Scream King's novel hits the big screen
FILM REVIEW: The Dark Tower
The Dark Tower (15)
Running time 1hr 35min
Rating: **
WITH no less than a half-a-dozen new films on the horizon, one might be tempted to suggest we’re in a new golden age of Stephen King adaptations; if that is the case, however, then it’s got off to a markedly clumsy start. None other than JJ Abrams was slated, a decade ago, to direct a movie based on The Dark Tower, the literary scream king’s most dense and perplexing work, but his dropping it, after much wrangling with the studio, is testament to the sheer scale of the task.
If King’s series, a spaghetti Western-cum-epic fantasy-cum-existential odyssey like nothing else in the popular canon (and running into 4,000-plus pages, to boot), was too much for the regnant master of cinematic sci-fi, then what hope did a less experienced pair of artistic paws have with it?

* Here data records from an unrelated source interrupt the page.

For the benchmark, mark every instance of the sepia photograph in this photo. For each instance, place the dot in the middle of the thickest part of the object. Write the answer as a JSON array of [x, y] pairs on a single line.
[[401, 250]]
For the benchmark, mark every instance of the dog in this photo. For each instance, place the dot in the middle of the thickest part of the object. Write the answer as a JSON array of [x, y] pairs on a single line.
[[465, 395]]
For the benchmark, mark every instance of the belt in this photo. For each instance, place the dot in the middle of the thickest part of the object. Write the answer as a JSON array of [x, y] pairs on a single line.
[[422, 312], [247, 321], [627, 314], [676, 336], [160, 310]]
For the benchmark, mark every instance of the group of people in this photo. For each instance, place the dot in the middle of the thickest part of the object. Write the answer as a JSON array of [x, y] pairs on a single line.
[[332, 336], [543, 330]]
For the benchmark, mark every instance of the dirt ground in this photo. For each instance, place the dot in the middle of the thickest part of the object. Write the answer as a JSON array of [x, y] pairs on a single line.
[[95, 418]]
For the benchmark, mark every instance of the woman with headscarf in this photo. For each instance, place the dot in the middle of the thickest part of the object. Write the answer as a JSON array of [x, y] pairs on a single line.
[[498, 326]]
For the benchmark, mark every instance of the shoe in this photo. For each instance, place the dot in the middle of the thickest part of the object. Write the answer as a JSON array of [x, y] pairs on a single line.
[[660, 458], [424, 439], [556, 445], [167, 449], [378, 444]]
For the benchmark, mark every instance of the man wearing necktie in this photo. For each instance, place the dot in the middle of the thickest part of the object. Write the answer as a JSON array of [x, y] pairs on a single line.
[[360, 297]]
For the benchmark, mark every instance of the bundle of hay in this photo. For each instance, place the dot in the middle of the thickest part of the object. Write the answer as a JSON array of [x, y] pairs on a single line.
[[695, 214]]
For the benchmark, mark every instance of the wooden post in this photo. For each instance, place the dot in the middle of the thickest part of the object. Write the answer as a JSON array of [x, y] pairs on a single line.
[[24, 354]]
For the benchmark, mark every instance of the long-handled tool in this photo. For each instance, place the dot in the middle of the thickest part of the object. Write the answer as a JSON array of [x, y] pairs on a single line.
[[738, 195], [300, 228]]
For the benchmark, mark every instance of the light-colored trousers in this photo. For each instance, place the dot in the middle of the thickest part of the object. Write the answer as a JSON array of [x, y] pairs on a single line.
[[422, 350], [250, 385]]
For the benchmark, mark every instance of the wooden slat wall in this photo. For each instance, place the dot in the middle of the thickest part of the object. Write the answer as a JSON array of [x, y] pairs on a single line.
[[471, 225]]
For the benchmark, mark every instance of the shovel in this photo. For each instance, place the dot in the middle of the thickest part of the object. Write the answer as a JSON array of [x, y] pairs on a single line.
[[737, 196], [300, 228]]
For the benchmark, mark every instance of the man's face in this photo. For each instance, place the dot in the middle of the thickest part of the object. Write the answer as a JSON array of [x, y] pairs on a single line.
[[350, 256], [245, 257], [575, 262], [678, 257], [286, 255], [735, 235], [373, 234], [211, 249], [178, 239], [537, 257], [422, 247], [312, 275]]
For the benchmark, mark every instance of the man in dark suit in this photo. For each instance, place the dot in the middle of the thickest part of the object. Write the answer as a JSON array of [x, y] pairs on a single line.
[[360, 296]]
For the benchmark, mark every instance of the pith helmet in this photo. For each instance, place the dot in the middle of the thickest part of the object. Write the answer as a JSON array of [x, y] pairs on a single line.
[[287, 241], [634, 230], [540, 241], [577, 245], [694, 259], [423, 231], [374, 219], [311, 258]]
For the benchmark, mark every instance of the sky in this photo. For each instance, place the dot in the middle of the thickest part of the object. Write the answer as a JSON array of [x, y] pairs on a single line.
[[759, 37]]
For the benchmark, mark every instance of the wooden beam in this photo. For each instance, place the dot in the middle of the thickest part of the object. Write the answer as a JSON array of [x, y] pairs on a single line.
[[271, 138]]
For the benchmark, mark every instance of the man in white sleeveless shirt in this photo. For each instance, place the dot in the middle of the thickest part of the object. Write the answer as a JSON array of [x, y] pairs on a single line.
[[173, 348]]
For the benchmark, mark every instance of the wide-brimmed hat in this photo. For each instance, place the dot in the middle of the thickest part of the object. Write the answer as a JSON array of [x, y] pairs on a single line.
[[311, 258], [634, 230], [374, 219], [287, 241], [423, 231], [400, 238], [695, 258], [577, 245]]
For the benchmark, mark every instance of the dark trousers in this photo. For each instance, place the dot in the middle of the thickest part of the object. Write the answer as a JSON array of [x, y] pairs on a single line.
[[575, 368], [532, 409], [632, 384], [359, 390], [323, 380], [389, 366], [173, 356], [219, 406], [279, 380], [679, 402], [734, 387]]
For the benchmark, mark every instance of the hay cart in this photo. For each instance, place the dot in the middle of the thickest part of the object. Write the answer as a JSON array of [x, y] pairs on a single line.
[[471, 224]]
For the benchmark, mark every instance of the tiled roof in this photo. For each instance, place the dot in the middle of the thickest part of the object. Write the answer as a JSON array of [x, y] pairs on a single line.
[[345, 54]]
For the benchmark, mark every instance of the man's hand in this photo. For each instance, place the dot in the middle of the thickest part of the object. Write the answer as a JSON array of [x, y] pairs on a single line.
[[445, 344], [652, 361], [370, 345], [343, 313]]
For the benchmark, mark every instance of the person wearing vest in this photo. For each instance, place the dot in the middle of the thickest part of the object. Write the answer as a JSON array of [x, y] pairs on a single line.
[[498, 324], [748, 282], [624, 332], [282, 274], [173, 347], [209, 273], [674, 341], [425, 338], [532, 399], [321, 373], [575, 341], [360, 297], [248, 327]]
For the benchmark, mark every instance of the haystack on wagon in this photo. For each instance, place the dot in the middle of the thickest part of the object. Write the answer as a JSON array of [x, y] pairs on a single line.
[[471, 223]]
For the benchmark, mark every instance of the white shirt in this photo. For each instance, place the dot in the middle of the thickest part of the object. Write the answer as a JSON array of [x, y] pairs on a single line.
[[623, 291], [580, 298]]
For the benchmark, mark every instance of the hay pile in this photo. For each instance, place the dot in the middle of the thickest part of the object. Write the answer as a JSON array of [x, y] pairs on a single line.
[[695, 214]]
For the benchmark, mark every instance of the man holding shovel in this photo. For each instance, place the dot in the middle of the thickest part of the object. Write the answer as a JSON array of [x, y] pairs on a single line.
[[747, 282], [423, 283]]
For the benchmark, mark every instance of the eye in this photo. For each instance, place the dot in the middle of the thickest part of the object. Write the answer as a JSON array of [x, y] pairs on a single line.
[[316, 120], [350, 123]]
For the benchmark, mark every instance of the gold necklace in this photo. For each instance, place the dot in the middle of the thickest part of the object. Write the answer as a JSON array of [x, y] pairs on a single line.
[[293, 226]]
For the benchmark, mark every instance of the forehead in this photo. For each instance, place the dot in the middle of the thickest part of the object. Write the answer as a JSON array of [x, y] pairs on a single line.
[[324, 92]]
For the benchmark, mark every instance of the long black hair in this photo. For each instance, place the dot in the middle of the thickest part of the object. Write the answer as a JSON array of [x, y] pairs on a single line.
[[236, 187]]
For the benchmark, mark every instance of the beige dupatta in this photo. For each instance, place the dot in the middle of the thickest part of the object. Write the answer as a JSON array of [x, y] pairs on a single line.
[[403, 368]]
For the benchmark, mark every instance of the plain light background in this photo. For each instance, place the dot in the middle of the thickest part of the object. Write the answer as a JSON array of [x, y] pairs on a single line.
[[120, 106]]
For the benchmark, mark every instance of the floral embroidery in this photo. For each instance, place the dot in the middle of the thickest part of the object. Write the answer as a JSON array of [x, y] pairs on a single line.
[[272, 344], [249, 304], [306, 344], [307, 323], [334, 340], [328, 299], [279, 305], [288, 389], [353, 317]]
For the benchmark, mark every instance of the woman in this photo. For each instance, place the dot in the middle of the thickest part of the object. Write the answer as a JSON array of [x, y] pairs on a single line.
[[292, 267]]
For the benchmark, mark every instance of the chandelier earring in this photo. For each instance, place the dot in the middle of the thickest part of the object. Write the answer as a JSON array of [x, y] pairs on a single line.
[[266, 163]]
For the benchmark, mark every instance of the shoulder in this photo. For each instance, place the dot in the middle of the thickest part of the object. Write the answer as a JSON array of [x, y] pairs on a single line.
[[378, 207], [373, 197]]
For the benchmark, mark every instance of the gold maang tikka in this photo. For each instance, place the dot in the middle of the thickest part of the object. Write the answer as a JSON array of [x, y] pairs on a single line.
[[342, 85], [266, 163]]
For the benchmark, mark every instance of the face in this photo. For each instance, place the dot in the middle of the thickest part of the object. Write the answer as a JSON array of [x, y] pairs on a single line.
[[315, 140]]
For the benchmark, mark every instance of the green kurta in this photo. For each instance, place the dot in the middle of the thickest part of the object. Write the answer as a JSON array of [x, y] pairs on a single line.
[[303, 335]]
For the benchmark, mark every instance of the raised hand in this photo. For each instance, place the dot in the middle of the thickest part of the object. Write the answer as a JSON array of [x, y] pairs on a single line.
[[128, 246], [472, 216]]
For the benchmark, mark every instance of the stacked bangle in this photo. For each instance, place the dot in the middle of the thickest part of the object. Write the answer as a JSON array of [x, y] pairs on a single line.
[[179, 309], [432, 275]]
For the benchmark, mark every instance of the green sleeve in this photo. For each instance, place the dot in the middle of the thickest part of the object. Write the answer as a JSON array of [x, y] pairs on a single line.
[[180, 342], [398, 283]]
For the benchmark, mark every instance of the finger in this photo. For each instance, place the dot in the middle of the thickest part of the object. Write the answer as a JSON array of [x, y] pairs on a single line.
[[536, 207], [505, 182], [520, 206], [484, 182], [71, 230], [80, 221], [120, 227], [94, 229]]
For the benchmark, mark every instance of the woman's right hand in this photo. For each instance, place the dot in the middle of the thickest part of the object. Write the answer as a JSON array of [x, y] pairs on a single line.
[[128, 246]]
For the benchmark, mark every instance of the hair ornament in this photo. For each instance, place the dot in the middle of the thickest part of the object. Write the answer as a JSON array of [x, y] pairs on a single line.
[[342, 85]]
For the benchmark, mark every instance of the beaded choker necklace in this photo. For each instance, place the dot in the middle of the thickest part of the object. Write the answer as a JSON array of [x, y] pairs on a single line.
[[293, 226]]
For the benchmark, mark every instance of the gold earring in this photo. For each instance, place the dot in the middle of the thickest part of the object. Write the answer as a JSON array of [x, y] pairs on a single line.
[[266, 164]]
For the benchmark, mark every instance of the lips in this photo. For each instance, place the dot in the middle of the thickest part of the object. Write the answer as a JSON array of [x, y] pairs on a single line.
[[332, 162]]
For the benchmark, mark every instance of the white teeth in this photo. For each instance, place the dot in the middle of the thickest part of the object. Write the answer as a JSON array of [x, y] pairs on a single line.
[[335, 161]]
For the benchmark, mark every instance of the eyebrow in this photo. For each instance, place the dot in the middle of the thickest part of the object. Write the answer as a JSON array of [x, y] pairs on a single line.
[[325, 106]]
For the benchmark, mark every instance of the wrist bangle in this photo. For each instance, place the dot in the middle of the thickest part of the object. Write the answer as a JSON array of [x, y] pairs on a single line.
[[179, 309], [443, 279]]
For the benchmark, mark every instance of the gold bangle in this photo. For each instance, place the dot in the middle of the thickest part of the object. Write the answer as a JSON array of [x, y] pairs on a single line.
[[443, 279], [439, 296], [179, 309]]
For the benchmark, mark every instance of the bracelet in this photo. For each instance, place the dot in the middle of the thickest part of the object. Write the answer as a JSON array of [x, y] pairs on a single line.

It can now be reported that the film is, at last, with us. Nikolaj Arcel, an obscure Dane, is behind the camera; Idris Elba finds himself in front of it, assuming the mantle of King’s immortal Gunslinger. This critic would’ve preferred that Hollywood leave these splendid novels well alone, and the movie itself, I believe, goes very far in vindicating that take. If this aborted effort should be remembered for anything (and, even now, I’m struggling to recall much at all about it worth mentioning), it’s the total lack of judgement and creative reason in evidence throughout. This is an exercise in how NOT to adapt a much-loved opus. Quite frankly, it falls at the first hurdle, and never really picks itself up again – this doesn’t ‘look’ anything like the world of King’s books. Sure, there’s plenty of dirt and grey, but gone is the genuine grit and surreal scope (and that’s saying something, given Arcel’s rather big on slo-mo, Matrix-y action segments).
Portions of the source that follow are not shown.